The greatest popular success of Donizetti’s career, L’elisir d’amore (1832) is arguably the perfect operatic romantic comedy.

Unlike Rossini’s glittering, cold humour, Donizetti’s here is softer, sunnier and more tender, revealing a human heart beneath the conventions and caricatures of the story. In many ways L’elisir anticipates the Romantic operas of Verdi, quietly unlacing the corset of comic opera and releasing musically into something more memorable, distinctive and inherently dramatic.
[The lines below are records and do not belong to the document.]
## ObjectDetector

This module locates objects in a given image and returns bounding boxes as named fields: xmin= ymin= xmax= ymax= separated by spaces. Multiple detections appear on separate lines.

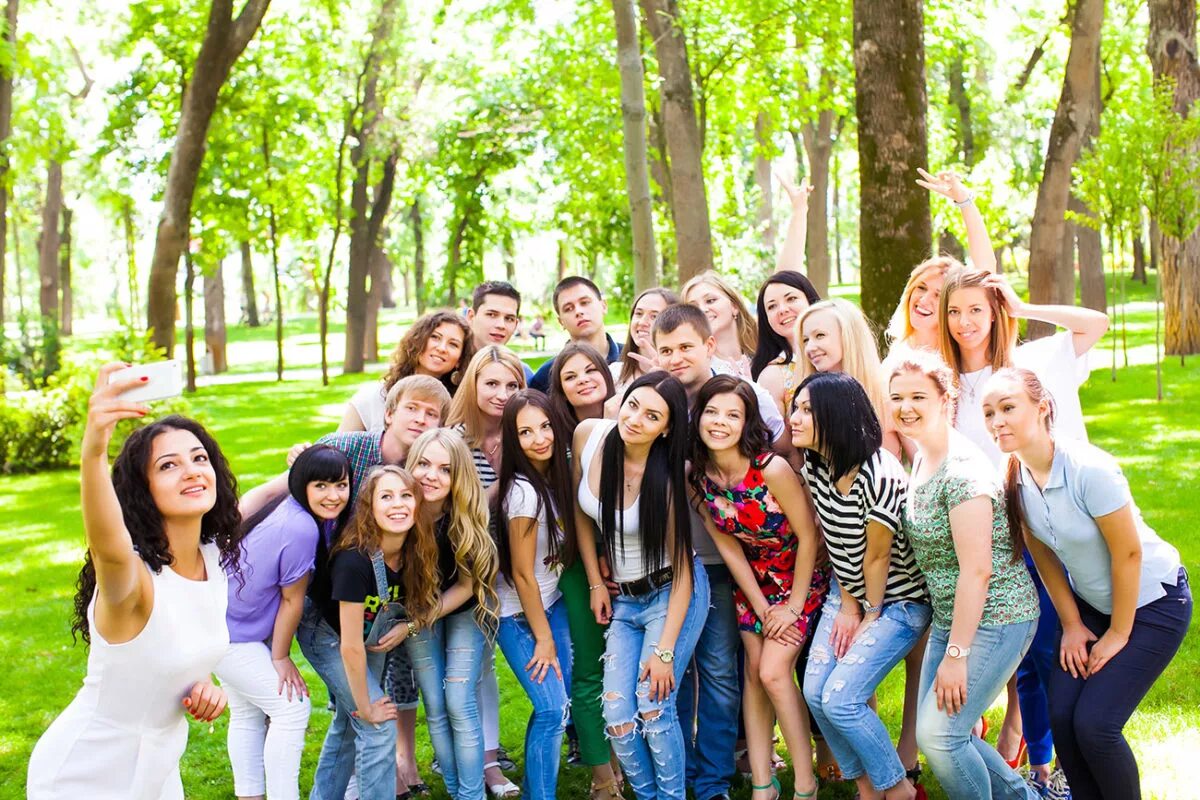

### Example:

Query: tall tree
xmin=1146 ymin=0 xmax=1200 ymax=355
xmin=641 ymin=0 xmax=713 ymax=283
xmin=612 ymin=0 xmax=662 ymax=293
xmin=146 ymin=0 xmax=270 ymax=356
xmin=1026 ymin=0 xmax=1104 ymax=338
xmin=854 ymin=0 xmax=932 ymax=331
  • Gaetano Donizetti (1797-1848) was a hugely prolific Italian composer, who wrote more than 60 operas during his lifetime. He started his career in an Italy whose opera scene was dominated by Rossini, imitating the elder composer in his early work, before developing a more fluid, emotional style of his own.
  • Donizetti inherited a style of opera called ‘bel canto’ – literally, ‘beautiful singing’. It was a style whose focus was on vocal display, and musical thrills. Drama was very much secondary to virtuosity and dazzling technical display. Donizetti’s music provides a bridge between Rossini’s pure bel canto world and the Romantic operas of Verdi. The magic of L’elisir is its blend of human warmth and drama with its glittering musical numbers.
  • L’elisir was the greatest success of Donizetti’s career. Gentler and sweeter than many other comic operas, the composer himself described it as a ‘melodramma giocoso’ (a cheerful melodrama). Nemorino’s famous aria ‘Una furtive lagrima’ (in which the hero expresses his deepest, most sincere emotions) proves that opera is no longer dealing with puppets, but real people.
  • Stylistically L’elisir is wonderfully varied. Each of the characters sings music that reflects their own personality. So we get chattering patter-songs for salesman Dulcamara, simple folk-like sweetness from Nemorino, hearty choruses and lots of martial music for soldier Belcore. Most interestingly, we hear Adina’s music develop through opera, maturing from the brittle coquettish arias of Act I to a much more direct, heartfelt duets of Act II. We know Adina is falling in love with Nemorino because her style is becoming more and more similar to his.

Musical highlights

Una furtive lagrima (Act II)

 

  • Nemorino’s heartfelt sincerity is summed up in his extraordinarily beautiful aria ‘Una furtive lagrima’ (A single, secret tear). A solo bassoon sets up a mournful mood, which bursts suddenly into musical sunshine as Nemorino realises that Adina might love him after all and desperation turns to joy.
Peter Auty performs ‘Una furtiva lagrima’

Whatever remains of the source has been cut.